In the news:
- Playing A/Part film animation “I Feel Different” launched by BBC Arts (Animated Thinking).
- Professor Nicola Shaughnessy, the lead investigator for Playing A/Part, has been shortlisted in the leadership category for the AHRC/Wellcome Trust 2020 awards.
Project Summary
Playing A/Part is an interdisciplinary project, exploring the identities and experiences of autistic girls and adolescents through creative and participatory research. It is a collaboration between the universities of Kent and Surrey, involving academics in drama, media arts and psychology. Funded by the Arts and Humanities Research Council, the project team includes a steering group of autistic women and a multidisciplinary advisory board.
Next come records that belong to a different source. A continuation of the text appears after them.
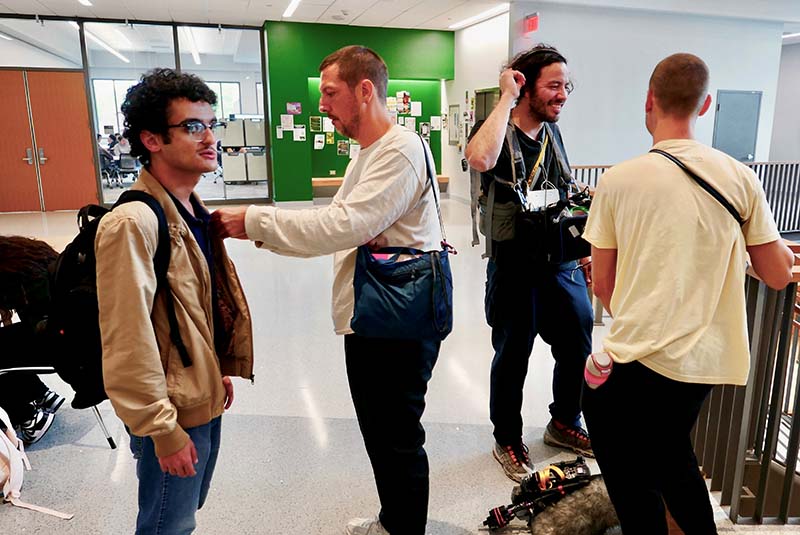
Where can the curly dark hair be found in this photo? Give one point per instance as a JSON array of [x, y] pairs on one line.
[[531, 62], [146, 103]]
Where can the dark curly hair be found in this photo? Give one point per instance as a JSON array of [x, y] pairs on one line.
[[145, 106], [531, 62]]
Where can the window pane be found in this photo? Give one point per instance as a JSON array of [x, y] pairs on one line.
[[119, 54], [229, 60]]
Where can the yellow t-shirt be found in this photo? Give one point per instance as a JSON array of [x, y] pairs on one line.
[[678, 301]]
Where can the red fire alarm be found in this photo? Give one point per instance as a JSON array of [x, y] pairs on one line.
[[531, 23]]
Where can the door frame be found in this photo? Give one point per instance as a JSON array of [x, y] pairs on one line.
[[758, 115]]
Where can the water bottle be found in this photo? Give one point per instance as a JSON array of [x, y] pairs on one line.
[[598, 368]]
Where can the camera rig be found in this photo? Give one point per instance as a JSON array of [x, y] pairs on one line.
[[540, 490]]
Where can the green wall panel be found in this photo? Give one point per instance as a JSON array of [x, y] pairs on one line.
[[294, 52]]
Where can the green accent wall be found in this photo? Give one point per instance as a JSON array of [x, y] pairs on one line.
[[294, 52]]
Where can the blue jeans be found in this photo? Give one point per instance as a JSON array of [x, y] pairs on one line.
[[523, 300], [388, 381], [167, 504]]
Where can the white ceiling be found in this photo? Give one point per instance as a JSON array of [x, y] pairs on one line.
[[425, 14]]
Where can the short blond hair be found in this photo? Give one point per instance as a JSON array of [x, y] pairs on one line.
[[680, 84]]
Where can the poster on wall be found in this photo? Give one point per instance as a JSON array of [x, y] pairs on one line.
[[403, 102], [453, 124]]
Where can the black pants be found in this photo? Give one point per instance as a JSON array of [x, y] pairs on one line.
[[388, 381], [20, 347], [640, 423], [524, 300]]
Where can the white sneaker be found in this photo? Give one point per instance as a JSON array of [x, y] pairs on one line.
[[365, 526]]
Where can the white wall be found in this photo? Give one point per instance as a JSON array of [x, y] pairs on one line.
[[612, 52], [17, 54], [786, 132], [481, 51]]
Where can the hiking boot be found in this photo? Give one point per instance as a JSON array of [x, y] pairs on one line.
[[571, 437], [365, 526], [514, 459], [50, 402], [34, 429]]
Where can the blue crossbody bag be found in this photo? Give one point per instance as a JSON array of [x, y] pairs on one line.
[[404, 299]]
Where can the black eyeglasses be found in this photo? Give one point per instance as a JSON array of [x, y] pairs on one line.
[[197, 129]]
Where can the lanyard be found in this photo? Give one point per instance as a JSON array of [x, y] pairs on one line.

See the video below for an insight into the project themes:
By offering participants (aged 11-16) the opportunity to take part in a range of creative participatory activities, we aim to gain insights into how autistic girls and adolescents experience themselves and their world. Our team are evaluating how creative activities affect self-awareness and well-being. The creative tools include improvisation, puppetry, storytelling and collaborative media production
The project responds to calls for more research and novel methods to document the characteristics of this under-represented group. As Sarah Wild states, headteacher at Limpsfield Grange (the only UK specialist school for autistic girls and a project partner):
“We’re trying to get politicians to understand that this is a group who are massively under-diagnosed, but also that there are not the right services out there for them or the awareness, including GPs who don’t understand what female autism looks like.”